I liked the movie, but not nearly as much as Finding Nemo or The Incredibles. I thought the plot was a little hard to relate to, and I didn’t like the ending. It seemed mean (after a great conversion to light, Anton Ego’s career is demolished and mentioned almost as an afterthought) and inexplicable (Gusteau’s closes because of rats, then they open a new restaurant full of rats anyway).
As always, the look of the movie is remarkable. Most Pixar movies have a signature challenge: Monster’s Inc had fur, Finding Nemo had water, The Incredibles had clothing and hair. Ratatouille has food. In each case, the goal is to model a familiar component of the real world well enough that it can add to the story telling rather than detract from it. Meeting those challenges is a huge technical achievement, and going behind the scenes to see the effort is eye-opening.
Pixar maintains an online library of technical papers explaining some of their technology. Some are single pages, others are 100-page course notes. Browsing through them, you get a sense of the obsessive details that have to be dealt with. As an unexpected example, the kitchen scenes in Ratatouille are filled with cooks chopping food. One approach would be to assign some junior animators to animate the process of slices peeling off a zucchini. Another is to procedurally model a cutting object which can deform and remodel another object. Pixar chose this last approach both for its greater fidelity, and also to free the animator to focus on the storytelling.
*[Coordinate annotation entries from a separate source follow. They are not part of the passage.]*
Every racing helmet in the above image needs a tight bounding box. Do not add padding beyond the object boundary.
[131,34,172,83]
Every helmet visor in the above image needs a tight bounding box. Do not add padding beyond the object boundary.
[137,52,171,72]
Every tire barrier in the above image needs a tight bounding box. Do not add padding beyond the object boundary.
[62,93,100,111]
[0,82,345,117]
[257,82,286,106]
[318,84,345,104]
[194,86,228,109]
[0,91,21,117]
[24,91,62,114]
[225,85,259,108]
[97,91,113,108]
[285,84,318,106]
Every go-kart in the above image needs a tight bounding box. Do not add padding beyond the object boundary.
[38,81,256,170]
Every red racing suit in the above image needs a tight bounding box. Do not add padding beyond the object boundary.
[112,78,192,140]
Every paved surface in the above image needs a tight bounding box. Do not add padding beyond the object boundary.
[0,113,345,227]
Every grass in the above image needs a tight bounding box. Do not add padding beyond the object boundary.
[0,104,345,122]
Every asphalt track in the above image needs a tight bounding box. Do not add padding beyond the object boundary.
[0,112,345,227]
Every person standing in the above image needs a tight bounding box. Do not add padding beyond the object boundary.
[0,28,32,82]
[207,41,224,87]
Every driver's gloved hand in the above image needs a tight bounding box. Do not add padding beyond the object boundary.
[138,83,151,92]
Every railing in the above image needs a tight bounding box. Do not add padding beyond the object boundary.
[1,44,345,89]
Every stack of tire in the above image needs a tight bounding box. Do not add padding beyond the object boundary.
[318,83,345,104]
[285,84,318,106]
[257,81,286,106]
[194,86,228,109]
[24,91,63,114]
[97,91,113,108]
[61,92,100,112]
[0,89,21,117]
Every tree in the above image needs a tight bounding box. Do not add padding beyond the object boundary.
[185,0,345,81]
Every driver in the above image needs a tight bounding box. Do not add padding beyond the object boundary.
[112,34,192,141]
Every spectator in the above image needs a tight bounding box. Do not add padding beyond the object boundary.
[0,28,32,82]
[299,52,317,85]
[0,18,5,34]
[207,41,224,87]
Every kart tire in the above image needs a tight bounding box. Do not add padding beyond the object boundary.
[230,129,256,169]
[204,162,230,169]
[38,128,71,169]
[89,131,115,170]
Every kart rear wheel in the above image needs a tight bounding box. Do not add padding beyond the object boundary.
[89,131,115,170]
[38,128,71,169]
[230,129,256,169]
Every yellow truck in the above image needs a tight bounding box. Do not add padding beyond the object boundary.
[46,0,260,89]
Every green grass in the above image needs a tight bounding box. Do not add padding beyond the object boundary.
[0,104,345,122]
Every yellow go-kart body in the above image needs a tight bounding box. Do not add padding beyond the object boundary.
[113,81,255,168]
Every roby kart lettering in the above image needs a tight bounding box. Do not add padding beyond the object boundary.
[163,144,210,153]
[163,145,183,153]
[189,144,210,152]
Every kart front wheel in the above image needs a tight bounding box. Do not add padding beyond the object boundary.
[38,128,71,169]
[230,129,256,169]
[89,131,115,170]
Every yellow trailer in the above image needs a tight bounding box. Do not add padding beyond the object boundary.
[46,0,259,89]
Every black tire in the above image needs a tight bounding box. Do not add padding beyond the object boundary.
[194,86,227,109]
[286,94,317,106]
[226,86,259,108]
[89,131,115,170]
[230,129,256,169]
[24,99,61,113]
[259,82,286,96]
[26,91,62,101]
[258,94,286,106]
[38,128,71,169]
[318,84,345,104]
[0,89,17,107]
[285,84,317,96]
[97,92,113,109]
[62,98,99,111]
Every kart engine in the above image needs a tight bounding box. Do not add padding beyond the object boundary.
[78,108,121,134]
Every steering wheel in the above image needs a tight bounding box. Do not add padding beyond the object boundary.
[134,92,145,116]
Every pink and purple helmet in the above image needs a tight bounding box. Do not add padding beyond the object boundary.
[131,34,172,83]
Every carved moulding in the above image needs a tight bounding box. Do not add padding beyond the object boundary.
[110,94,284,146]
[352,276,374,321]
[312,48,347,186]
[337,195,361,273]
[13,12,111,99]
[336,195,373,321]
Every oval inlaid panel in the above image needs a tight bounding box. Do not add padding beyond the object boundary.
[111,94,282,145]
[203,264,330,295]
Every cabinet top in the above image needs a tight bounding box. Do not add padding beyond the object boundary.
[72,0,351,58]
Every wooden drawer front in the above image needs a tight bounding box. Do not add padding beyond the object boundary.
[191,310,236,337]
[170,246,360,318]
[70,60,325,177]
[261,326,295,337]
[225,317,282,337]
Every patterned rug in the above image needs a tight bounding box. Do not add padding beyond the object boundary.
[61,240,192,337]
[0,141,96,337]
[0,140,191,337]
The papers in the library offer glimpses of the amount of work required to make a movie like this. Traditional animation required legions of artists to draw everything. CGI animation also requires enormous effort, but finely sliced into different disciplines: animators to imbue objects with life, modelers to create those objects in ways that simplify the animators’ jobs, and technical staff to create the universe in which the movie takes place.